Monday, December 7, 2009

Software Craftsman Yule Calender: 7th of December

"The decision making triangle"
This one is from Extreme Programming (XP).

How is a technical decision made? What forces are we trying to unify in all our procedures, phase reports, business analysis, product reviews? How is a feature request spawned and what, when presented, argues for it/against it?

The decision making triangle has three components.

The technician, who provides estimates, cost, risk and quality impact.
The customer, who translates a fluid and chaotic business domain into a concrete set of durable features.
The economist, who manages the entire backlog relating cost effective activities to return of investement, company strategy and resources.

This does not always have to be three separate individuals, and could possibly more accurately be referred to as roles/hats/influences.
If there is a crucial support issue, there is obviously no need for an explicit "customer" and "economist" role in order to respond to the matter.
Also, pair programming has a tendency to encourage being explicit and a more elaborate discourse.
Alas, these concerns should often be explicitly adressed. Not only for the quarterly review, but as an integral part of the iterative and incremental process.

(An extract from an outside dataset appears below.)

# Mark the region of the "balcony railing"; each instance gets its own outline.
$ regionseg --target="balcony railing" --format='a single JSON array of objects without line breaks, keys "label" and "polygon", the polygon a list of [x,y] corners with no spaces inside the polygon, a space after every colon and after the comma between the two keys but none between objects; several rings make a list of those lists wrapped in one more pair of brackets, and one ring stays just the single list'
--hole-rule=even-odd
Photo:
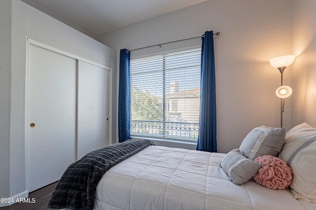
[{"label": "balcony railing", "polygon": [[198,123],[131,120],[131,133],[134,134],[179,138],[196,141],[198,135]]}]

As I imagine most of my imaginary readers to be technicians, we may insist that all those estimates are unreasonable. Often this may be the case, but to bring the best estimate or even the knowledge of uncertainty into the mix, is the responsibility of the technician.

This triangle is the core of the decision process, not the entirety of the team. All of the three roles may have a team of individuals behind them to carry out the respective responsibilities.

The thing I want to focus on in this post is the value of a good customer. In this context, it is not the customer with the most money or willingness to spend. I am not necessarily talking about a person outside your own company.

Above all, the customer is not a developer who has received a four inch thick requirements document in his lap.

The customer is whoever who possess the underestimated, yet invaluable, quality of translating a business problem into addressable concerns. A customer is the one who identifies the underlying durable aspects that will form a sustainable business asset.

The good customer is he whose backlog is based on, and traceable back to, true business concerns.
An organization with good customers have a good knowledge of their value flow. They can allow their model to be pull based. There are less assumptions and less liability in their efforts.

The ideal customer is he who will need the least amount of code to make the most amount of money. The ideal customer is he who lives and breathes the problem with a passion, but has a minimum of preconceptions on how it is to be solved.